The last chapters all deal with contemporary women writers whose works belong to new genres, by which they present their interpretations of and reactions to Homer. Thus, Adèle Geras, the subject of F. Richards's essay, is the author of a children's book titled Ithaka. Geras emphasises the activity of weaving and Penelope as a creator of stories on her loom. This Penelope often diverges from the one represented in the Odyssey, which she explicitly denounces as untrue. Geras is aware of the pedagogical aims of children's literature and, as Richards highlights, of the oversimplification and devaluation of the Odyssey as a poem composed for (and maybe by) women, in comparison with the Iliad and with stories that have been told to children strictly for their amusement. Geras, although acknowledging this androcentric perspective, offers a new model to counter it. Gwyneth Lewis's A Hospital Odyssey is the subject of R. MacDonald's article. Lewis's work is a reinterpretation of classical epic within a narrative of illness, as the poet recounts how she cared for her husband after he was diagnosed with stage-four cancer. MacDonald shows how Lewis transforms her experience into an epic and this traditionally masculine genre into a poem about the all-too-common experience of illness, hospitals and doctors, on the part of an average British couple, an ill husband and a caring wife. She also meditates on the language used to speak of cancer, which is redolent of traditional epic militarism: fights, battles, victories etc. While preserving the epic's fantastic elements by her use of metaphors, Lewis refashions the perception of cancer not so much as an external enemy as a part of our own body. The trajectory of the couple is experienced as a nostos, a return to their previous togetherness and happiness. In the same vein, Cox examines Hélène Cixous's Homère est morte, the story of her mother's declining years and death. The Odyssey's monsters are metamorphosed into the terrors of illness and approaching death, this final nostos, which is not a return home but rather the destination of a journey that all of us must travel alone. The title of her work not only makes Homer a woman, but also a dead figure, mixing the personal and the literary in an extraordinary way.
E. Wilson's reflections on her translation of the Odyssey close the volume. Wilson explains her ethical responsibility as a translator, how the text of the Odyssey is a live entity that changes with its readers and interpreters, and not a museum piece. Wilson also contrasts her version of three passages of the poem with those of other translators (in particular Robert Fagles and Richmond Lattimore), with a view to revealing the merits of her own. It is obvious that all translators bring their own prejudices and their own culture into their work, and it is ethically responsible for a translator to be as honest and forthright about them as possible. There is a danger, though, of pushing the translator's own agenda too far, in Wilson's case, a feminist one.

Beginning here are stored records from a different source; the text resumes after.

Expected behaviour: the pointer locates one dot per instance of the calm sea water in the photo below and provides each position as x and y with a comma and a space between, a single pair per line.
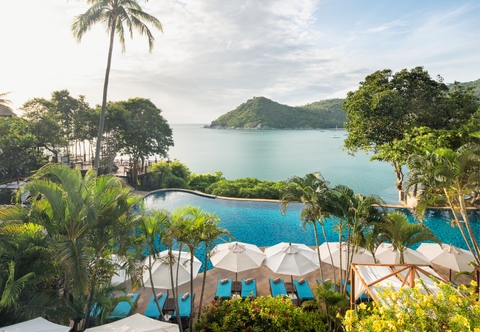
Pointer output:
278, 154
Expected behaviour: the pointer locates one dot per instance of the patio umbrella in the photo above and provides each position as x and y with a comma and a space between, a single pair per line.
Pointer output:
294, 259
236, 257
38, 324
448, 256
161, 269
343, 250
136, 323
387, 254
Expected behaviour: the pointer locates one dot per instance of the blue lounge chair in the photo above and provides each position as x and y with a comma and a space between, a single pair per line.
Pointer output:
303, 290
249, 289
124, 308
278, 289
224, 291
184, 306
152, 309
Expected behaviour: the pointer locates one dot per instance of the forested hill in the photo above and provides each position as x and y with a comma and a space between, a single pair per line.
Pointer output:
475, 85
263, 113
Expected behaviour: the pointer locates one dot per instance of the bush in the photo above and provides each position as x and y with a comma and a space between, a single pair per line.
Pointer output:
411, 310
200, 182
263, 314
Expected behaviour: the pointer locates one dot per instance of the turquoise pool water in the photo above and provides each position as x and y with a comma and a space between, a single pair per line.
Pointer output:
263, 224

There is a great deal to learn from this book, and much to enjoy. It is one of the merits that the book is not limited to writers in the English language, but also includes women writers from France, Germany and Spain. Although all the essays bring out voices that are silenced, or at least, diminished, in Homer, almost none of the contributions mentions the important classical precedents of such an approach, such as Lucian in his Dialogues or Ovid in the Heroides (Hurst, and Murnaghan and Roberts are the exceptions).